The following series articles are now available in CMS’s public policy journal, the Journal on Migration and Human Security (JMHS):
This paper examines the legal parameters of Temporary Protected Status (TPS) in the United States and traces the program’s legislative history, exploring the congressional intent behind its creation. It argues that TPS has mostly been used as a tool to provide long-term protection, which runs contrary to congressional intent in establishing the program and has placed TPS recipients in a “legal limbo” in which they are unable to fully integrate into the United States. The paper discusses administrative and legislative remedies that would attempt to realign the TPS program with the goal of providing temporary protection to individuals fleeing crisis situations, as well as uphold the US tradition of integrating long-term immigrants.
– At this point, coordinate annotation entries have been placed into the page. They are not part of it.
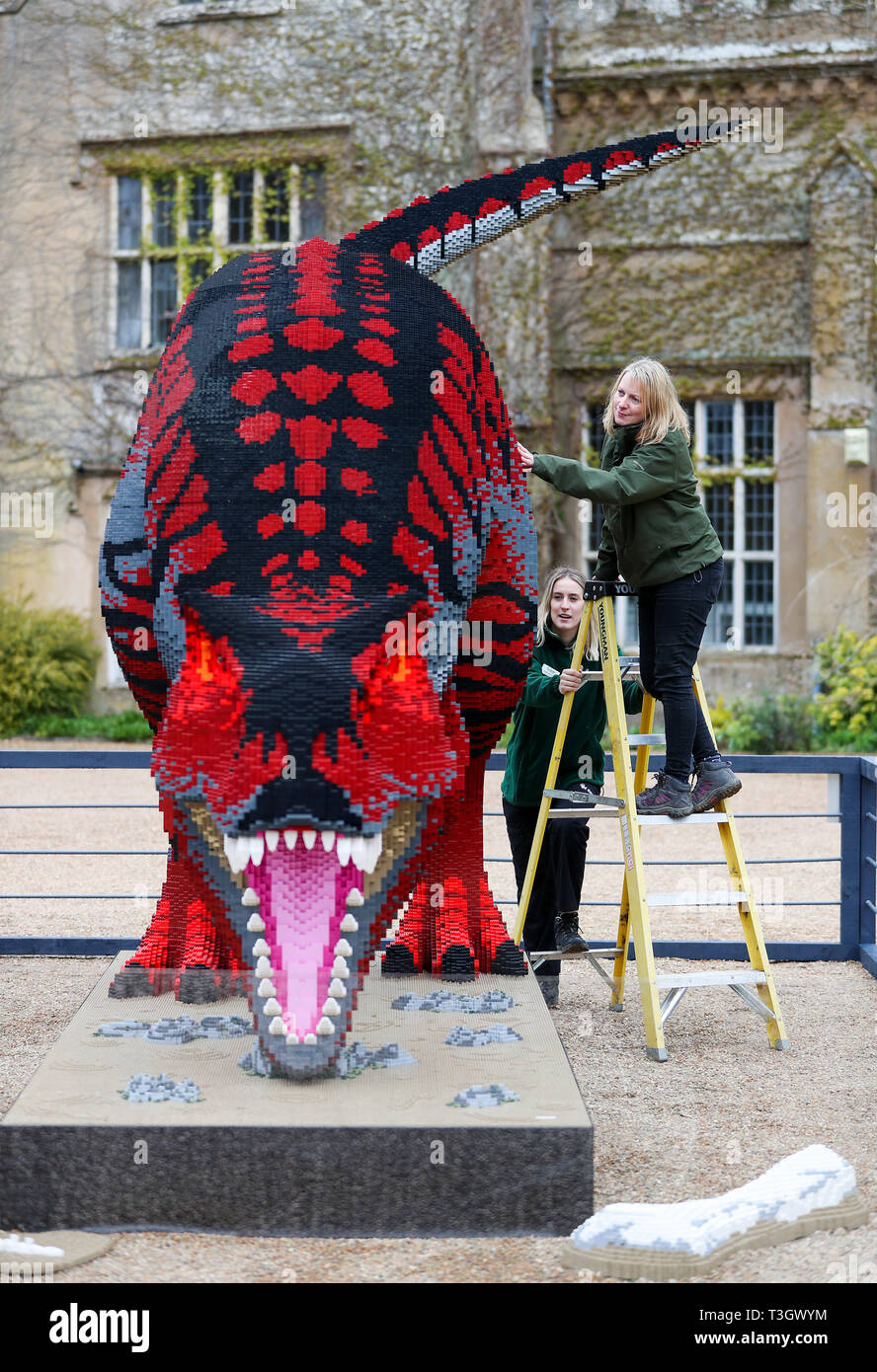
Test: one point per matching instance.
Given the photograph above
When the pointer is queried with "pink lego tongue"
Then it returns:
(302, 900)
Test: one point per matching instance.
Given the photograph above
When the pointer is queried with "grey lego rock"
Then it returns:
(463, 1037)
(179, 1029)
(444, 1002)
(144, 1087)
(482, 1098)
(358, 1058)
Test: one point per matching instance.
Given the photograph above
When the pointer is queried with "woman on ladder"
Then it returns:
(553, 910)
(658, 534)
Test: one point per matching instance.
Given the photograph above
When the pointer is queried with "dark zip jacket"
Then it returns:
(654, 526)
(535, 726)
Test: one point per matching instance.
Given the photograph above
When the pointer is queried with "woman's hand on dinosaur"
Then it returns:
(569, 681)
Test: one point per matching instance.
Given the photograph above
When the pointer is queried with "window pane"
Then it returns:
(591, 514)
(759, 516)
(596, 431)
(277, 206)
(757, 436)
(127, 305)
(312, 210)
(719, 431)
(199, 218)
(240, 208)
(129, 211)
(164, 301)
(757, 607)
(719, 505)
(198, 270)
(722, 615)
(689, 409)
(164, 227)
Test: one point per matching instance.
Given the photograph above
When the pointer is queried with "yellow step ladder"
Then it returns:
(756, 987)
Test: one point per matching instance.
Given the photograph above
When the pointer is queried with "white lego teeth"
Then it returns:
(236, 851)
(240, 851)
(366, 851)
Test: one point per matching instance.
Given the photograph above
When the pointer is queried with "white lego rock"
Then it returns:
(813, 1179)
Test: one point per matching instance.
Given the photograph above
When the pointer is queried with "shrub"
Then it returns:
(845, 704)
(46, 663)
(126, 727)
(768, 724)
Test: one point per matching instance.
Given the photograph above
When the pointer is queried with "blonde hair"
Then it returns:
(661, 404)
(544, 614)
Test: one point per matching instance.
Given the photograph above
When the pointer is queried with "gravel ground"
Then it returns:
(721, 1110)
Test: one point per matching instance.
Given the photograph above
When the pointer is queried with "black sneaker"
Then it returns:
(715, 781)
(567, 936)
(668, 796)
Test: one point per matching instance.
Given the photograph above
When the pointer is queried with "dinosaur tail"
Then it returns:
(434, 231)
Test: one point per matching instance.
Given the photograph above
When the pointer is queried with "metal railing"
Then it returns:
(856, 811)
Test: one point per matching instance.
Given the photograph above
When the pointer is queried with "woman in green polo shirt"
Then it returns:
(659, 537)
(552, 915)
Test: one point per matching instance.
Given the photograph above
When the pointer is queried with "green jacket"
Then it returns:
(535, 726)
(654, 526)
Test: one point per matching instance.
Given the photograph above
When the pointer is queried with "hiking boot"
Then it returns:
(715, 781)
(550, 988)
(567, 936)
(668, 796)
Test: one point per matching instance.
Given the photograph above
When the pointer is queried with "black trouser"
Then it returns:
(557, 886)
(673, 619)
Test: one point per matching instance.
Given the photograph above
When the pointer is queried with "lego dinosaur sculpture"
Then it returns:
(319, 516)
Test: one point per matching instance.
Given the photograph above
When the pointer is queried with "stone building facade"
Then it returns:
(141, 146)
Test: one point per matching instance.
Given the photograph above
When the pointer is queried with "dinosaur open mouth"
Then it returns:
(305, 886)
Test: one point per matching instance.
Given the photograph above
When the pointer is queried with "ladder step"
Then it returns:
(582, 811)
(710, 816)
(553, 953)
(683, 897)
(711, 978)
(598, 676)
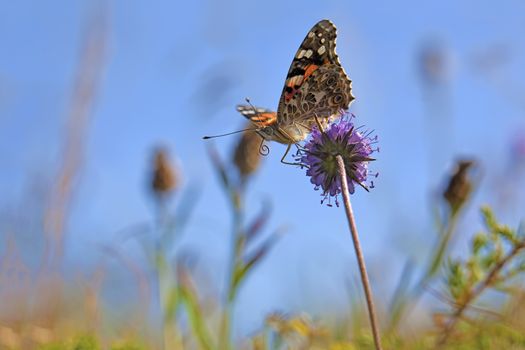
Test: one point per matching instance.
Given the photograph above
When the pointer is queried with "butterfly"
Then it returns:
(316, 89)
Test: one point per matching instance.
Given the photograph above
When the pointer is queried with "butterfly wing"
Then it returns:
(259, 116)
(316, 83)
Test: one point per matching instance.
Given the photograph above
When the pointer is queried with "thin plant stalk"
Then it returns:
(226, 320)
(359, 254)
(160, 266)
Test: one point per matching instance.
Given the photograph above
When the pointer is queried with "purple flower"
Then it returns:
(341, 138)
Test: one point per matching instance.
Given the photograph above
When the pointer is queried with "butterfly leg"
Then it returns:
(285, 154)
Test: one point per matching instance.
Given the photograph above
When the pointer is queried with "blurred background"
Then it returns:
(91, 90)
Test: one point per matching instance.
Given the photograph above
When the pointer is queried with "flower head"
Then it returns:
(341, 138)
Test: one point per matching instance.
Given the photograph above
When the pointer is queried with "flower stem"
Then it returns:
(359, 253)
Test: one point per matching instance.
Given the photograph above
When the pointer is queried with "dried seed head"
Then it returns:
(164, 176)
(459, 186)
(246, 156)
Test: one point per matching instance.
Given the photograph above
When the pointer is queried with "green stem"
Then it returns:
(405, 308)
(359, 253)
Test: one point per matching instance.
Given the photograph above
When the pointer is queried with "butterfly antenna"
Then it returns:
(229, 133)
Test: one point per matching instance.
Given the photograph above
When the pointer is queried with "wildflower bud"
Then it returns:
(164, 177)
(247, 156)
(459, 186)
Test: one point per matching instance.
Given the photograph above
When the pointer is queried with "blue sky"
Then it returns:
(174, 72)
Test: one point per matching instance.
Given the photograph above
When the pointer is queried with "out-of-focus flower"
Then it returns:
(341, 138)
(435, 63)
(246, 156)
(164, 178)
(459, 185)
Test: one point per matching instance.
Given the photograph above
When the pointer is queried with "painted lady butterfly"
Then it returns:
(316, 87)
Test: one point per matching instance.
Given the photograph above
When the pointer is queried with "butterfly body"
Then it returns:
(316, 89)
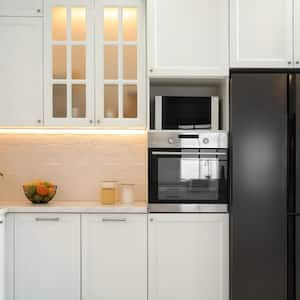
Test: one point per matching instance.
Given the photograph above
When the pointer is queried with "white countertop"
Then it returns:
(72, 207)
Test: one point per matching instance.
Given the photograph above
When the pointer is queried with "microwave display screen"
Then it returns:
(186, 112)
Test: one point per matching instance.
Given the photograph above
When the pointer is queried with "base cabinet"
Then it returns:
(114, 257)
(47, 257)
(188, 257)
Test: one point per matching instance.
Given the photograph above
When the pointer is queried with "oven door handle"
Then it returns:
(187, 153)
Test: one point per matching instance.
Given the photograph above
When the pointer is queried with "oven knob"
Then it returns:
(205, 141)
(170, 141)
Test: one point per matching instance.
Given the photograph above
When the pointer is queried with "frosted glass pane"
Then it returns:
(78, 62)
(78, 101)
(130, 24)
(130, 62)
(130, 101)
(111, 20)
(111, 107)
(110, 62)
(59, 23)
(78, 20)
(59, 101)
(59, 64)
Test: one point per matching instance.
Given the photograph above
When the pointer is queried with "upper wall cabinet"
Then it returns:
(69, 63)
(188, 38)
(21, 8)
(262, 33)
(120, 62)
(95, 87)
(21, 71)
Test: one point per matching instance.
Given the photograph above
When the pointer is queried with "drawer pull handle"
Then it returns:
(47, 219)
(114, 220)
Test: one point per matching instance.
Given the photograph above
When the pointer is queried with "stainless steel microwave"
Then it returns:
(186, 113)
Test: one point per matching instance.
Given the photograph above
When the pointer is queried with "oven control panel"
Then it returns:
(183, 139)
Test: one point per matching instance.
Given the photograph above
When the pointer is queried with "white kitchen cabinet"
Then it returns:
(47, 257)
(69, 96)
(114, 256)
(21, 71)
(188, 257)
(297, 33)
(21, 8)
(261, 33)
(188, 38)
(105, 87)
(120, 63)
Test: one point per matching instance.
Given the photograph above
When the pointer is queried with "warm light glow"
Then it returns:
(57, 131)
(111, 14)
(129, 13)
(78, 13)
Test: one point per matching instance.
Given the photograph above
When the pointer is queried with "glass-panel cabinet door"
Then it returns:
(68, 63)
(120, 66)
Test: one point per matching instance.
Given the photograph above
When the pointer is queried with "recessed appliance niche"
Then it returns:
(188, 105)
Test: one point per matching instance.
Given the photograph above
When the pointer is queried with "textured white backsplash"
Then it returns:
(76, 163)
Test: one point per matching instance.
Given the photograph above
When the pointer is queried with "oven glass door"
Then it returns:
(188, 176)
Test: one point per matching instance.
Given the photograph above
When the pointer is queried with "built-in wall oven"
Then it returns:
(188, 172)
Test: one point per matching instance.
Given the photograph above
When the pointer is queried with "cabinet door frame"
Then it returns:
(68, 121)
(157, 71)
(33, 109)
(237, 62)
(155, 220)
(140, 121)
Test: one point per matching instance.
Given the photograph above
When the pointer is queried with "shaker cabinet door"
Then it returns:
(188, 38)
(47, 257)
(114, 257)
(21, 71)
(188, 256)
(261, 33)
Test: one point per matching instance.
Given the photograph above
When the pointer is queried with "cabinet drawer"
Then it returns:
(21, 8)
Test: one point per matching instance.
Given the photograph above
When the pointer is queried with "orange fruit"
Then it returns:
(51, 191)
(42, 190)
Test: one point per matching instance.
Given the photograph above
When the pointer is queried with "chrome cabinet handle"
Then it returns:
(47, 219)
(188, 153)
(114, 220)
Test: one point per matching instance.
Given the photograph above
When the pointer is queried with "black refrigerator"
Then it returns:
(265, 185)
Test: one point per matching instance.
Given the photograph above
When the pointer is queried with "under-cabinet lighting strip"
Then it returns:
(72, 131)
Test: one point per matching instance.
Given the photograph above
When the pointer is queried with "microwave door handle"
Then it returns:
(188, 153)
(188, 136)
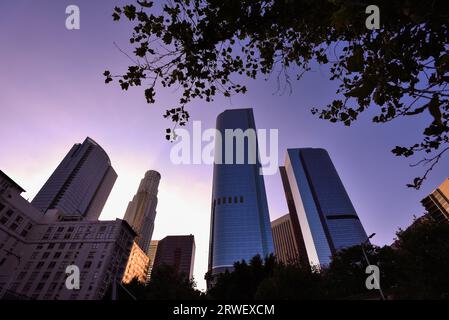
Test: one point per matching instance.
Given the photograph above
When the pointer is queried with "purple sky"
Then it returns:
(53, 95)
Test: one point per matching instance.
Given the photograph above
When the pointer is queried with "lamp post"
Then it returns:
(367, 261)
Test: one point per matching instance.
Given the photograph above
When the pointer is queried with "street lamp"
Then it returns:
(367, 261)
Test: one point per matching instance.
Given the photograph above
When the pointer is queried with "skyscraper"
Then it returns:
(285, 246)
(178, 252)
(141, 211)
(240, 223)
(437, 203)
(151, 257)
(81, 183)
(327, 219)
(34, 254)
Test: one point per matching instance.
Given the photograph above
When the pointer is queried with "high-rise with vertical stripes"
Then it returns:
(141, 211)
(240, 223)
(81, 183)
(327, 219)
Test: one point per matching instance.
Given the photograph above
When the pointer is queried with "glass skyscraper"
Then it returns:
(81, 183)
(240, 224)
(327, 219)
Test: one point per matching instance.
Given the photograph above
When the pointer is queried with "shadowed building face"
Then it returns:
(141, 211)
(327, 219)
(437, 203)
(178, 252)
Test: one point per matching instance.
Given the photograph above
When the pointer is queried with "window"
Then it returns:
(3, 220)
(40, 286)
(58, 275)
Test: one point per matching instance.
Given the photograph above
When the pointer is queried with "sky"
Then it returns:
(53, 95)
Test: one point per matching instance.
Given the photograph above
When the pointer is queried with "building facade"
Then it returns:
(35, 254)
(141, 211)
(81, 183)
(326, 216)
(240, 223)
(137, 266)
(151, 257)
(285, 246)
(178, 252)
(437, 203)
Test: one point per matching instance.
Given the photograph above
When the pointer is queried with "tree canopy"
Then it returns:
(206, 47)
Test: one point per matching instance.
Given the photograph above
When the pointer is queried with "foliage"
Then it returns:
(203, 46)
(415, 267)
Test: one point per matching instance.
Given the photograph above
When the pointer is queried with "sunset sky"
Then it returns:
(52, 95)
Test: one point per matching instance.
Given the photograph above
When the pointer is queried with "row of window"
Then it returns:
(82, 232)
(14, 222)
(229, 200)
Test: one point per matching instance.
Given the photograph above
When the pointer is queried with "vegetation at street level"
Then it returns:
(206, 48)
(414, 267)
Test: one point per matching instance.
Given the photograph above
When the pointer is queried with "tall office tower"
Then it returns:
(151, 256)
(285, 246)
(137, 266)
(178, 252)
(34, 255)
(141, 211)
(81, 183)
(437, 203)
(327, 218)
(240, 223)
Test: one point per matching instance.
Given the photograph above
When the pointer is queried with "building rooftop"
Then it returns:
(11, 181)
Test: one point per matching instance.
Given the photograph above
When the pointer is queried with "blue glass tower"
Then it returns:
(327, 219)
(240, 223)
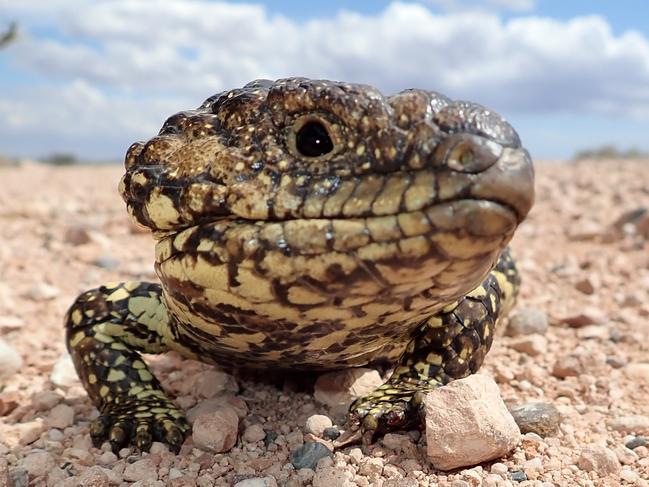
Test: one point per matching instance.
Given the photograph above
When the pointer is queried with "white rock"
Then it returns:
(42, 292)
(143, 469)
(38, 464)
(532, 345)
(339, 389)
(257, 482)
(10, 360)
(637, 372)
(635, 423)
(63, 373)
(61, 416)
(254, 433)
(598, 459)
(216, 431)
(317, 423)
(468, 423)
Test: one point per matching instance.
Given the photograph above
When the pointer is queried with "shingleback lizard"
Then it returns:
(308, 224)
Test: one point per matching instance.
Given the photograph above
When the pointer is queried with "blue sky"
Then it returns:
(89, 77)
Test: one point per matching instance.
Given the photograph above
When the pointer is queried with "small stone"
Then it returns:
(63, 373)
(254, 433)
(257, 482)
(589, 284)
(587, 316)
(143, 469)
(270, 437)
(537, 417)
(637, 372)
(635, 423)
(212, 382)
(635, 442)
(532, 345)
(339, 389)
(333, 476)
(217, 403)
(499, 469)
(307, 455)
(106, 262)
(77, 235)
(10, 360)
(216, 431)
(598, 459)
(567, 366)
(526, 321)
(371, 467)
(61, 416)
(45, 400)
(331, 433)
(42, 292)
(38, 464)
(94, 477)
(482, 427)
(629, 476)
(518, 476)
(317, 423)
(625, 455)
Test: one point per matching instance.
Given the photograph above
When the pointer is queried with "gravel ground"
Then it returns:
(583, 254)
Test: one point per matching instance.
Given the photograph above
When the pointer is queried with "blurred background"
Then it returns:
(80, 80)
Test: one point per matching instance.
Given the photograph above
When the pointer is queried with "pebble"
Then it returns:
(307, 455)
(635, 423)
(518, 476)
(629, 475)
(106, 262)
(257, 482)
(537, 417)
(587, 316)
(254, 433)
(333, 476)
(77, 235)
(635, 442)
(339, 389)
(61, 416)
(532, 345)
(317, 423)
(625, 455)
(331, 433)
(141, 470)
(38, 464)
(42, 292)
(567, 366)
(216, 431)
(483, 429)
(63, 373)
(638, 372)
(526, 321)
(598, 459)
(10, 360)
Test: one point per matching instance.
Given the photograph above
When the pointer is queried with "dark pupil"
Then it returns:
(312, 140)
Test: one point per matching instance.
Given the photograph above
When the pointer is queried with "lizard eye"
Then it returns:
(313, 140)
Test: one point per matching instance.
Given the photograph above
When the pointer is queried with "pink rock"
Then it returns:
(144, 469)
(216, 431)
(339, 389)
(61, 416)
(598, 459)
(468, 423)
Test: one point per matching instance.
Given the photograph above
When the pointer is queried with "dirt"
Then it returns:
(583, 254)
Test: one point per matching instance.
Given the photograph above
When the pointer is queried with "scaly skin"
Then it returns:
(313, 225)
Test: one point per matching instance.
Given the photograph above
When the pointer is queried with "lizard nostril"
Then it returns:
(468, 153)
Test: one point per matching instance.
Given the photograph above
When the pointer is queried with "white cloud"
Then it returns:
(118, 68)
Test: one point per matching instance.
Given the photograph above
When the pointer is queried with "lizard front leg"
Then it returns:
(106, 328)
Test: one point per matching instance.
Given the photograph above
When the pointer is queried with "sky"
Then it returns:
(89, 77)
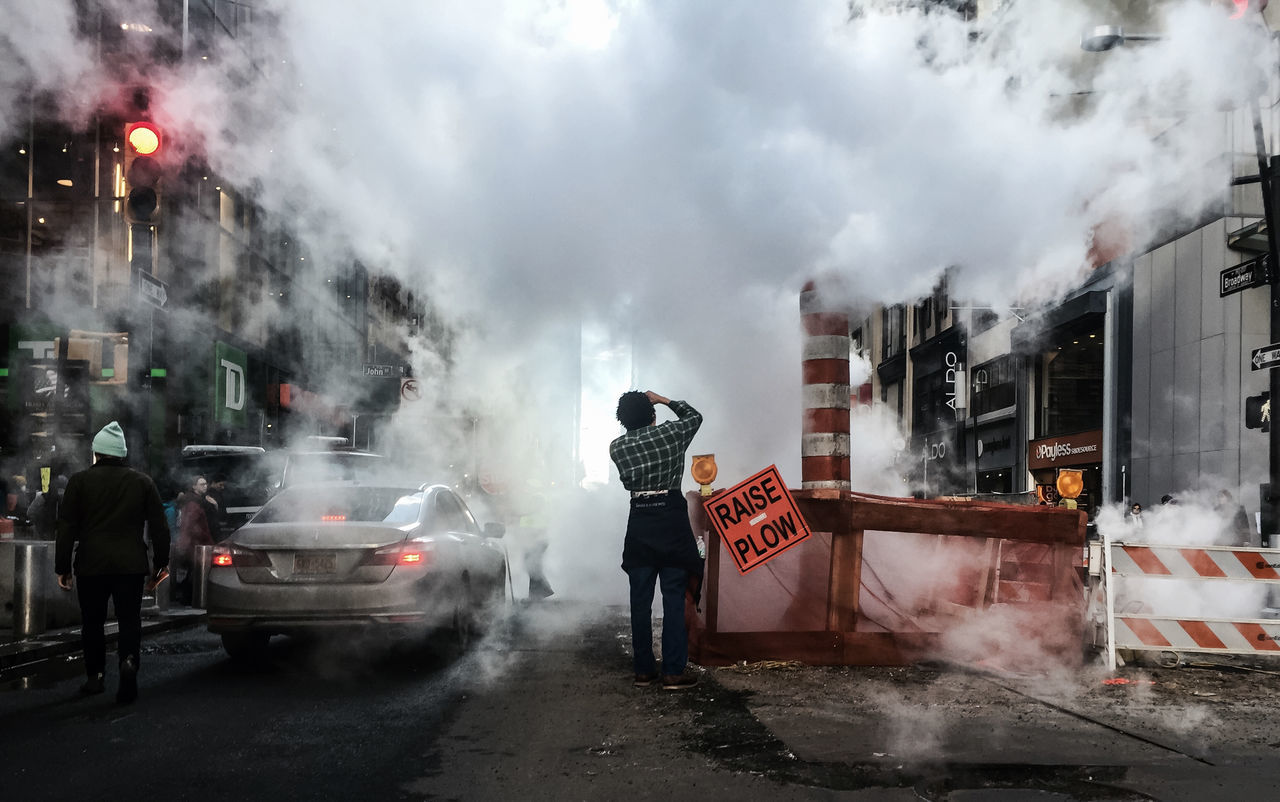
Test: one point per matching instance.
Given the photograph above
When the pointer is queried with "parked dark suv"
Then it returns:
(252, 476)
(332, 466)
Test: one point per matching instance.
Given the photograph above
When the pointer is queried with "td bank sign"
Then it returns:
(231, 388)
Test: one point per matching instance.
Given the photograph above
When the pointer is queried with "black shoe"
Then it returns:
(128, 690)
(677, 682)
(92, 686)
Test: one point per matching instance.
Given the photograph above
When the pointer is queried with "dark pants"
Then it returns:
(675, 636)
(126, 591)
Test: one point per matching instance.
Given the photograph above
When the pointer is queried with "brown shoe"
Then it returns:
(677, 682)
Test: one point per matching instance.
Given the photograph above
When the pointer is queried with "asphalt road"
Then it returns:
(543, 709)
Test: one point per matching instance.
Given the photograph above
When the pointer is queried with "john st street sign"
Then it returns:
(1267, 356)
(152, 289)
(1246, 275)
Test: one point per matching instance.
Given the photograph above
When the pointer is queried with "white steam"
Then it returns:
(672, 173)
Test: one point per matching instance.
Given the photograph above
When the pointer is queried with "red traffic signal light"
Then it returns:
(1239, 8)
(142, 138)
(142, 142)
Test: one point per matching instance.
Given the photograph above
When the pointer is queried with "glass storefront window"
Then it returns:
(1072, 386)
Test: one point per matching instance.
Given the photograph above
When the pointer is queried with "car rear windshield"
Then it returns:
(342, 504)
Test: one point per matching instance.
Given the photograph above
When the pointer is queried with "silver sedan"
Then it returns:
(324, 557)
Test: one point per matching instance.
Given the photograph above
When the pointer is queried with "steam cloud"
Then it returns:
(668, 174)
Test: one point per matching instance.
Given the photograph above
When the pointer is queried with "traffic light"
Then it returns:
(1257, 412)
(142, 145)
(1239, 8)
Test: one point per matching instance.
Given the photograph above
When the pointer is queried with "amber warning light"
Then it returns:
(704, 472)
(144, 138)
(757, 519)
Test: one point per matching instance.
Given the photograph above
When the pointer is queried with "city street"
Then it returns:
(544, 710)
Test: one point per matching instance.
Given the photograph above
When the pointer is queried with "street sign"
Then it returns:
(152, 289)
(757, 519)
(1246, 275)
(1265, 357)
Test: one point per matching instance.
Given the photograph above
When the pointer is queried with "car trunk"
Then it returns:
(312, 553)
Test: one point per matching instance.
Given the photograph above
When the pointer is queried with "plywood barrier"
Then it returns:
(888, 581)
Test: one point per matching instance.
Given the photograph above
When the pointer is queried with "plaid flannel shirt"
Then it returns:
(653, 457)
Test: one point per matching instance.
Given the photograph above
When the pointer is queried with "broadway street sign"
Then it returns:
(1267, 356)
(1246, 275)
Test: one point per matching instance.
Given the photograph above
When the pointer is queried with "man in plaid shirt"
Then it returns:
(659, 544)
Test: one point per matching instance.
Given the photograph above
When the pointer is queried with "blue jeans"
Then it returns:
(675, 637)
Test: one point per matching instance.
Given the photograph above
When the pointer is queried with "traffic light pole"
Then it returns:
(1269, 174)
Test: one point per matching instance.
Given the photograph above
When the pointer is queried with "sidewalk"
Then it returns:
(26, 656)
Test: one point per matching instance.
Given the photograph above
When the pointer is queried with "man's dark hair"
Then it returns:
(635, 409)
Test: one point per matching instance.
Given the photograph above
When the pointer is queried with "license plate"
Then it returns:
(315, 563)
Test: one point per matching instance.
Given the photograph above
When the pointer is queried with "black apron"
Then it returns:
(659, 536)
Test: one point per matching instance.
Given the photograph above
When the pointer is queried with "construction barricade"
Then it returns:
(1183, 633)
(888, 581)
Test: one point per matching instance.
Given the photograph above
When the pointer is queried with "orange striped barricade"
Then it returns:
(1180, 633)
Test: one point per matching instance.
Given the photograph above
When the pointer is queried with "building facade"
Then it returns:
(1138, 377)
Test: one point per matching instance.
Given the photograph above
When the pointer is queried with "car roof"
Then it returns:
(206, 450)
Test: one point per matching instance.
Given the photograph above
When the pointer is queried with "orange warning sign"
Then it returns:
(757, 519)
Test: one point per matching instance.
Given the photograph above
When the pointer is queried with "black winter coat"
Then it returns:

Unfulfilled Promises, Future Possibilities: The Refugee Resettlement System in the United States
Anastasia Brown and Todd Scribner
Since World War II, the US domestic resettlement system has evolved from one that responded to crises in an ad hoc manner to one characterized by an expansive and dynamic partnership between the federal government, states and voluntary resettlement agencies. However, more than three decades after the passage of the Refugee Act of 1980, the program suffers from a lack of adequate financial support for transitional assistance and integration services, gaps in coordination and information sharing among participating agencies, and a backlash against the program in certain receiving communities. This paper highlights specific improvements that would address these issues and strengthen the US resettlement system moving forward.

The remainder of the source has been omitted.